The third is once you lock in the right type of customer and also the right ecosystem, the company has to commit resources so that new innovations can happen. If you see global companies like Microsoft, Apple, and Google, all of them in some way or the other follow these principles and that's how they have become global brands.

Committing resources is very critical having built relationships with the key customers and having enough competencies in terms of commercial imagination. It is important to commit resources to grow because technology keeps moving faster, unless you keep innovating, you will get outdated. The mortality rate in retail and tech companies is very high - 9 out of 10 companies really don't make it in terms of their profitability as well as growth. So it's important that every tool should keep driving itself through a proper roadmap, built on insights, not on temporary solving of customer's problem. This happens only when there's a strong ecosystem that is able to develop it. One has to work with key customers who are having long-term growth with a strong CLV (customer lifetime value) and potentially develop strong bonds with them, develop strong bonds with brands, brand partners, and solution providers. For successful business outcomes, it is not restricted to a set of tools. It is subject to the whole ecosystem helping, wherein a good ecosystem is one that enables the client or the customer to succeed in the long run.

Another advantage of doing this is building skills. The organization is as good as its employees’ skill sets. By building a strong ecosystem, one should also build skills for the employees to be future-proof. At the same time, you should improve the skills of the customers also. This is one hallmark of a customer-centric organization, elevating a tool into a skill.
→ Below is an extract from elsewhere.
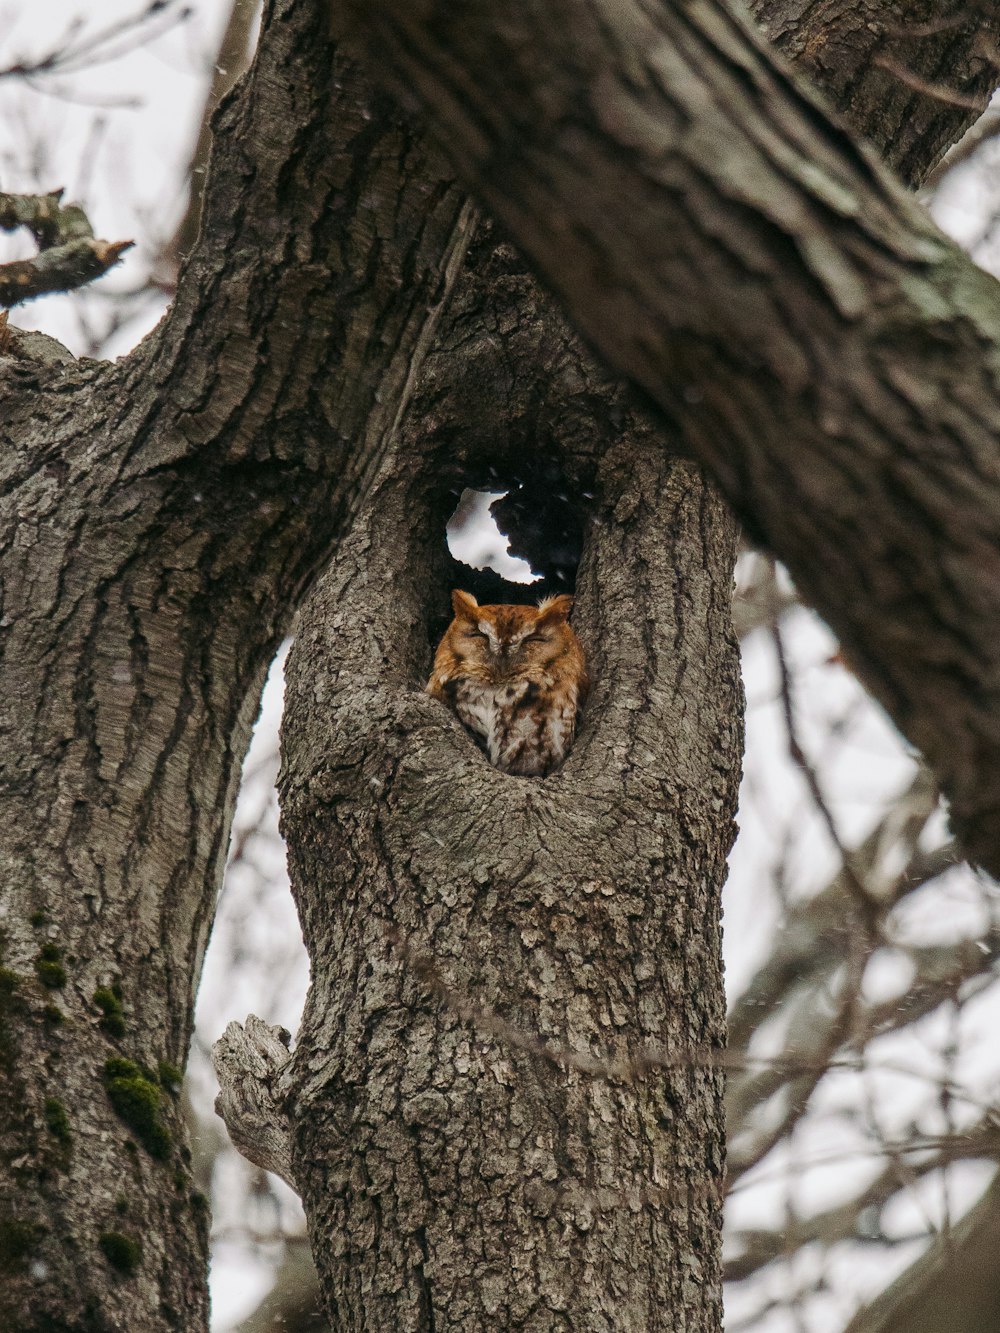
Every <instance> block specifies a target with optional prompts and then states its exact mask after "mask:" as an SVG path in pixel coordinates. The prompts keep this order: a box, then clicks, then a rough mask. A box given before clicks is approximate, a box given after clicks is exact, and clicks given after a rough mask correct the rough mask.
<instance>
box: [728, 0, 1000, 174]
mask: <svg viewBox="0 0 1000 1333" xmlns="http://www.w3.org/2000/svg"><path fill="white" fill-rule="evenodd" d="M748 8H749V9H751V12H752V13H753V16H755V17H756V19H757V20H759V23H760V24H761V27H763V28H764V31H765V32H767V35H768V37H771V40H772V41H773V44H775V45H776V47H777V48H779V51H781V52H783V55H784V56H787V57H788V59H789V60H791V61H792V63H793V64H795V65H796V68H797V71H799V73H801V75H804V76H807V77H808V79H809V80H811V81H812V83H813V84H816V87H819V88H821V89H823V92H824V93H825V96H827V99H828V101H829V103H831V105H832V107H835V108H836V111H839V112H840V113H841V115H843V116H844V117H845V120H847V121H848V124H849V125H851V127H852V129H855V131H857V132H859V133H861V135H864V137H865V139H867V140H868V141H869V143H871V144H875V145H876V147H877V148H879V151H880V155H881V157H883V160H884V161H885V163H888V164H889V167H892V168H895V171H896V172H899V175H900V176H901V177H903V180H904V181H907V184H908V185H919V184H920V183H921V181H923V180H924V177H925V176H927V173H928V172H929V171H931V169H932V168H933V167H935V165H936V163H937V161H940V159H941V157H943V156H944V153H945V152H947V151H948V149H949V148H951V147H952V144H953V143H956V141H957V139H960V136H961V135H963V133H964V132H965V129H968V128H969V125H971V124H972V123H973V121H975V120H976V119H977V117H979V116H980V115H981V112H983V111H984V109H985V107H987V105H988V103H989V97H991V95H992V92H993V89H995V88H996V83H997V63H996V9H995V5H993V0H925V3H915V0H749V5H748Z"/></svg>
Typically, any global companies or Indian companies that are leaders always drive customer centricity and deliver growth. It is true in both the B2B scenario, where business-to-business growth happens, and the B2C scenario, where businesses drive consumers. One cannot build great businesses if both are not managed well.

At IReC (Industry of Retail and E-commerce summit) 2022, Vasanth Kumar, Sr Advisor, Samara Capital, talked about how businesses can drive growth while ensuring they are customer-centric.